To give you just one significant example of how successful this approach can be, we raised some US$ 55 billion in ICT development pledges over a seven year period at the ITU Connect Africa Summit – and in the four years since then we have seen infrastructure investment in Africa continuing to accelerate.
As a result, we confidently expect the final total investment in ICT infrastructure in Africa to exceed US$ 70 billion – demonstrating the true power of partnership and business-friendly initiatives which serve real people in developing countries.
I look forward to seeing similar success stories from this year’s ITU Connect Arab Summit.
Ladies and gentlemen,
This year will also see three other highly significant ITU events taking place in this region: ITU Telecom World 2012; The World Telecommunication Standardization Assembly, WTSA-12; and the World Conference on International Communications, WCIT-12.
ITU Telecom World 2012 will be taking place in Dubai from 14 to 18 October, in partnership with the government of the United Arab Emirates.
This year we are offering more opportunities than ever before, with the ITU Telecom event partnering with GITEX, the leading ICT event for the region, allowing us to benefit from the combination of ITU’s expertise and the GITEX audience.
The event will bring together a unique audience of C-level industry executives, heads of state and government and international organizations, minsters, policy makers and regulators, thought leaders, young and digital visionaries, and academia.
Critical conversations will take place through all the different parts of the event, from the high-level segment to the ministerial round tables, forum sessions, technical symposium, interactive workshops and OpenSpace activities.

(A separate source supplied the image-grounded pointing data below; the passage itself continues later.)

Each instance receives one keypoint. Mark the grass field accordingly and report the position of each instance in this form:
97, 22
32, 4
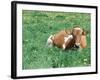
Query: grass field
38, 26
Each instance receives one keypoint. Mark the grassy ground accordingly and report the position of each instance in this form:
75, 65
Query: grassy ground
38, 26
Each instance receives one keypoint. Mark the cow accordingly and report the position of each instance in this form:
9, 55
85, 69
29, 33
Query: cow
66, 39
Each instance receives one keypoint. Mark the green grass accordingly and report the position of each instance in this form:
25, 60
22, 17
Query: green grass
38, 26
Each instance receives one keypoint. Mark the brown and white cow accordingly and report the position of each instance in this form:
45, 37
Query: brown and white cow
68, 38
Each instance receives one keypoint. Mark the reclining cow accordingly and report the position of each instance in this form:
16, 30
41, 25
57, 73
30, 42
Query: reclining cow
66, 39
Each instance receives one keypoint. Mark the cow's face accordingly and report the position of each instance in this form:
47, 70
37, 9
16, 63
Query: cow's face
77, 32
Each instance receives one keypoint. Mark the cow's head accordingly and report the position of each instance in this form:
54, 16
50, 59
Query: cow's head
77, 32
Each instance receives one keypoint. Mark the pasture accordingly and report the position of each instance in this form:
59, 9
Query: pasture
37, 26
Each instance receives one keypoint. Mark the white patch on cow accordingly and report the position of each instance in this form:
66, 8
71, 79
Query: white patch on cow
67, 38
50, 41
64, 46
77, 28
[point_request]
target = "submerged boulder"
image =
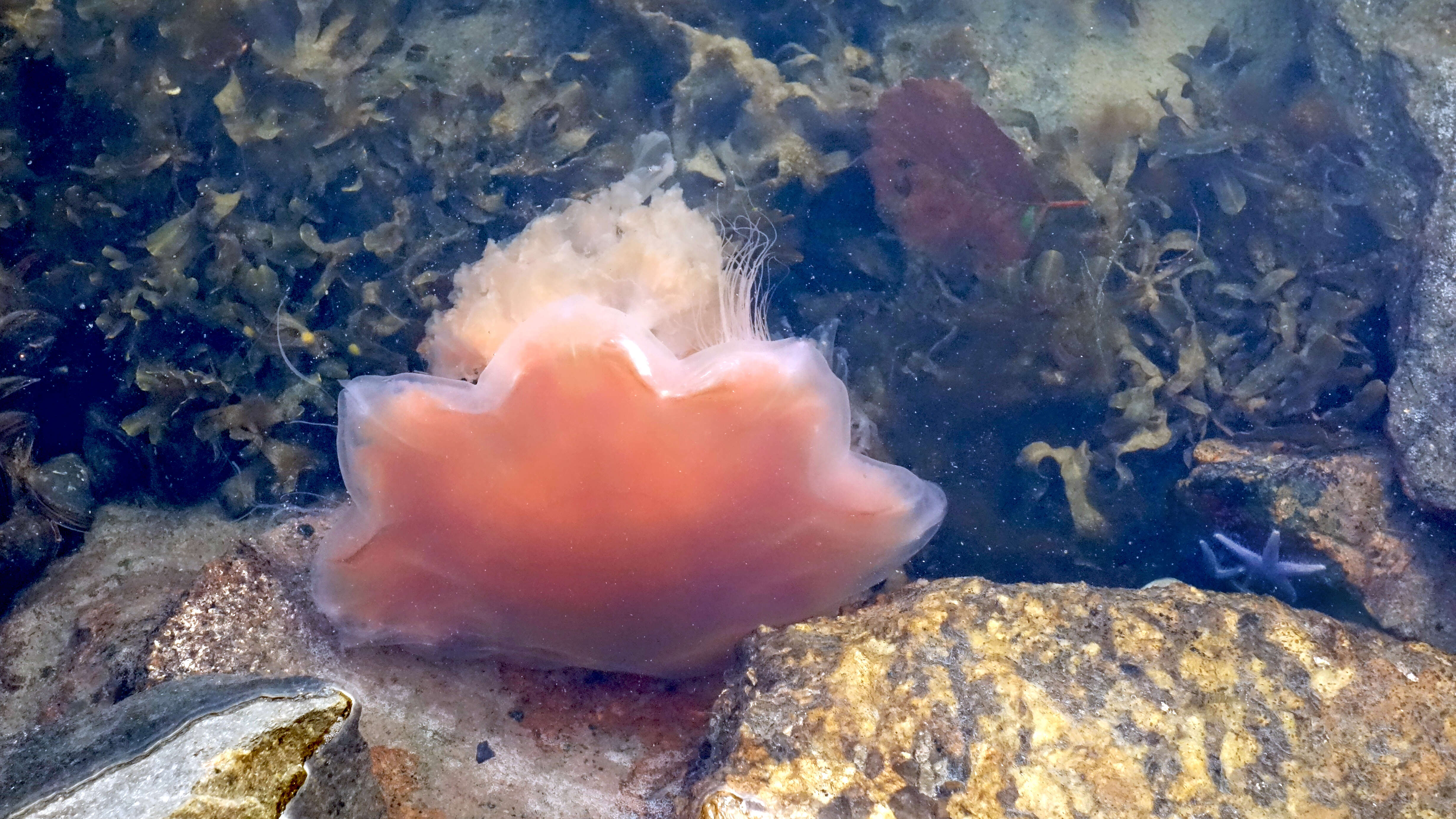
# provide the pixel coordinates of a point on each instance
(969, 699)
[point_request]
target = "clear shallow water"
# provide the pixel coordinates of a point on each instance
(216, 215)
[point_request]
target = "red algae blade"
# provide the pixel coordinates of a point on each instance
(596, 502)
(946, 175)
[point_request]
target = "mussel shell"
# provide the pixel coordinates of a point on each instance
(17, 438)
(7, 496)
(25, 340)
(9, 385)
(62, 490)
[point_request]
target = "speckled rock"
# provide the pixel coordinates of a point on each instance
(445, 739)
(963, 699)
(1091, 66)
(207, 747)
(79, 636)
(1346, 508)
(1414, 46)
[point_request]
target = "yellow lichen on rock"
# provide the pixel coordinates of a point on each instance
(1071, 702)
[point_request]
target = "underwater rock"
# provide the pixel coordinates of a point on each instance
(1071, 65)
(1409, 47)
(232, 596)
(1346, 506)
(207, 747)
(81, 634)
(968, 699)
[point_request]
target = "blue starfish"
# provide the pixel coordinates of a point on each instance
(1266, 569)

I look forward to seeing you there!
Just over a month after ITU Telecom, from 20 to 29 November, the WTSA-12 event will be taking place – also in Dubai. It will be preceded by a one-day Global Standardization Symposium on 19 November.
The WTSA maintains ITU-T as the most effective venue for international standardization of ICTs; identifies new work areas and innovative technologies for standardization; decides on any issues not resolved in study groups; reviews relations with other bodies to avoid duplication and overlap of work; and aims to increase participation in ITU’s standardization work – especially from developing countries.
WCIT-12 will be held back-to-back with WTSA-12, from 2 to 14 December. It will be the first event of its kind since the conference in Melbourne in 1988 which produced the current International Telecommunication Regulations, the ITRs.
WCIT-12 is being held at the request of membership to look at ways to revise the current ITRs, which opened the door for the telecoms revolution of the 1990s – and notably privatization, liberalization, and new technologies such as mobile and the Internet.
It is now time to take the next step, and to open the door for the broadband revolution of the next decade, so that all the world’s people can gain access to voice, video and data.
We need updated ITRs – with light regulation being the key – to help us avoid the collapse of the ICT networks which underpin all communications technologies.
WCIT-12 therefore needs to find win-win solutions which will act as a beneficial catalyst for the future development of the whole ICT sector.
It is a tremendously important conference, not just for ITU, but for the global ICT sector, and I am looking forward to the debates there which will shape the next 20 years of the most exciting business in the world – the business of ICTs.
In the meantime, I wish you every success for this important forum, here in Beirut, and I look forward to seeing the positive outcomes from the next two days’ discussions.